One of our main goals for the conference was to write a prophetic letter to Mennonite Church USA. The prophetic word started in small groups where we each shared what was on our heart. Then four gifted writers compiled each group’s words into one voice. The writers later shared the letter with the large group and we discussed. The major themes that emerged were being centered in Christ and the Holy Spirit, love one another despite our differences, be visibly active in the world, and invite the next generation into leadership. Many of these themes were affirmed, but some were not comfortable with the language of “celebrating and embracing” all members of the body of Christ; specifically, inclusion of LGBTQ members. At this point heated words were exchanged and the sense of unity that we experienced in the first half of the conference was shattered. As one leader said, we were no longer speaking to or with one another, but speaking past each other. How can we have any prophetic witness or word for the church, let alone the world, when we can’t even love one another as brothers and sisters in Christ despite our differences? Our group struggled to move forward. In the end, we decided the letter needed more time for discernment since we were not able to affirm all that was in the letter.

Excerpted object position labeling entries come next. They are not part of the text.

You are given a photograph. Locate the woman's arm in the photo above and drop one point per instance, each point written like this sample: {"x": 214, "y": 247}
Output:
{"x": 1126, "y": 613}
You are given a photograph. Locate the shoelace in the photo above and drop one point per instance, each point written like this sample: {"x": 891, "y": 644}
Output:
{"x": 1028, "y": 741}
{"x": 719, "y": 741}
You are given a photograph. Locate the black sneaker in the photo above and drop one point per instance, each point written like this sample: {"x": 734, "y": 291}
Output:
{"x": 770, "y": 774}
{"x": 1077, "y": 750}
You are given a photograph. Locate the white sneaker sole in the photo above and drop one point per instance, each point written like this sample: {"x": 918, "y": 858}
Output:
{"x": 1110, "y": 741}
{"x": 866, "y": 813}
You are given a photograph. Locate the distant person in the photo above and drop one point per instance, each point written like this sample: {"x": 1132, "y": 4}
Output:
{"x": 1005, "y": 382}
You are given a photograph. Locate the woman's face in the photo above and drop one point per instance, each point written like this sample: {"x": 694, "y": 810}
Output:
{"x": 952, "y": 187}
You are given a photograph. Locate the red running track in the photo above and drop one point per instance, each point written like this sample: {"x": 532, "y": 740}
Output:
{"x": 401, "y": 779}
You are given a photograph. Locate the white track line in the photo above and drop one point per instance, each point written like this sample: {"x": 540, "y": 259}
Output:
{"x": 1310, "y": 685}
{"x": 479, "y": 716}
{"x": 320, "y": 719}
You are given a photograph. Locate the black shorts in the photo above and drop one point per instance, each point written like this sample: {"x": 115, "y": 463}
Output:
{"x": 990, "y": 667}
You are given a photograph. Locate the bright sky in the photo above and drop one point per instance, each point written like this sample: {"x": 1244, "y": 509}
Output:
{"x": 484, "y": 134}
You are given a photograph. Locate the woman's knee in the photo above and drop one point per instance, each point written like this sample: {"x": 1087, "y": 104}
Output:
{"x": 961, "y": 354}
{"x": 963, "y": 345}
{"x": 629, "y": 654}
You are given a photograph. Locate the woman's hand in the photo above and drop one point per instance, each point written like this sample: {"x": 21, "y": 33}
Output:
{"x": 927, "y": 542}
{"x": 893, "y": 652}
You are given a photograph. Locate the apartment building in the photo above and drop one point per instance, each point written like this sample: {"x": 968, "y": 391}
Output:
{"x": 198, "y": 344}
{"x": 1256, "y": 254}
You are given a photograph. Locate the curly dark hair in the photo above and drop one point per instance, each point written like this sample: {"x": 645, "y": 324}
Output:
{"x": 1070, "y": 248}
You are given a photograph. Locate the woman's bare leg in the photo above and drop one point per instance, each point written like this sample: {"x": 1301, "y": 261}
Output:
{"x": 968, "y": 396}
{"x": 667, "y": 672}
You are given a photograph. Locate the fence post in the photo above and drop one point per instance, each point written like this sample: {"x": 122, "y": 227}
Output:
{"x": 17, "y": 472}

As I walked back to my hotel room, the Spirit gave me a song that we sang at Ripple one Sunday. The words of the song are,
“I need you. You need me.
We’re all a part of God’s body.
Stand with me. Agree with me.
We’re all a part of God’s body.
It is his will that every need be supplied.
You are important to me. I need you to survive.

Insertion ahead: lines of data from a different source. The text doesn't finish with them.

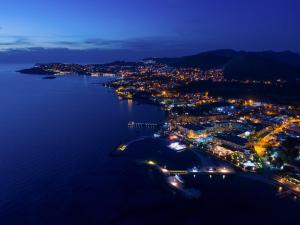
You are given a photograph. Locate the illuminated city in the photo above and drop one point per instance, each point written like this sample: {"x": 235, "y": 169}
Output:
{"x": 159, "y": 112}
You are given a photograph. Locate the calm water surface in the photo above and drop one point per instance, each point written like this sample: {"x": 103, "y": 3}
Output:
{"x": 55, "y": 167}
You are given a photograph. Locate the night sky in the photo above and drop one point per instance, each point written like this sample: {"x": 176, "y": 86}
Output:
{"x": 129, "y": 29}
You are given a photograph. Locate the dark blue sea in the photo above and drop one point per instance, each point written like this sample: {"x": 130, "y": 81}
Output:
{"x": 56, "y": 136}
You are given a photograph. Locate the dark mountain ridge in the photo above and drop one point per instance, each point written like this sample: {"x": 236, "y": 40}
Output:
{"x": 242, "y": 65}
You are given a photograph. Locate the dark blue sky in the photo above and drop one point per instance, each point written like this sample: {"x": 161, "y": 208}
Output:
{"x": 137, "y": 28}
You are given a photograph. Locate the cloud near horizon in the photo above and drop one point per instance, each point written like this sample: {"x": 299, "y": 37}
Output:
{"x": 28, "y": 49}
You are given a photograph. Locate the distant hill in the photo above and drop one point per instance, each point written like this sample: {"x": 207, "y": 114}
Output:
{"x": 267, "y": 65}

I pray for you. You pray for me
I love you. I need you to survive
I won’t harm you
With words from my mouth
I love you. I need you to survive”
What simple yet profound, beautiful words. Despite our differences, are we able to say to all members of Christ’s body, “I love you. I need you to survive”? Many times, we are not. In our desire for both unity and holiness, we often harm one another with our words and leave some feeling invisible and rejected. But the Church throughout history has always struggled with unity and holiness; this is nothing new. Reflecting on Paul, N.T. Wright says, “In almost every letter we can see Paul urging two things upon his churches: unity and holiness…It is comparatively easy to work for unity if you don’t care about holiness; you just adopt a laissez-faire anything-goes strategy. And it is comparatively easy to work for holiness if you don’t care about unity; you just go on splitting the church over each moral disagreement. The trick is to work for both at the same time.”
Holding unity and holiness both equally is hard. The Mennonite church right now is struggling hard with how to live that out. I don’t believe it is the task of one person to find the path forward, but rather the Church must submit to the voice of the Spirit and discern together. My hope is that the Eternal One- who was, who is, and who will be- will lead us into all Truth and Grace.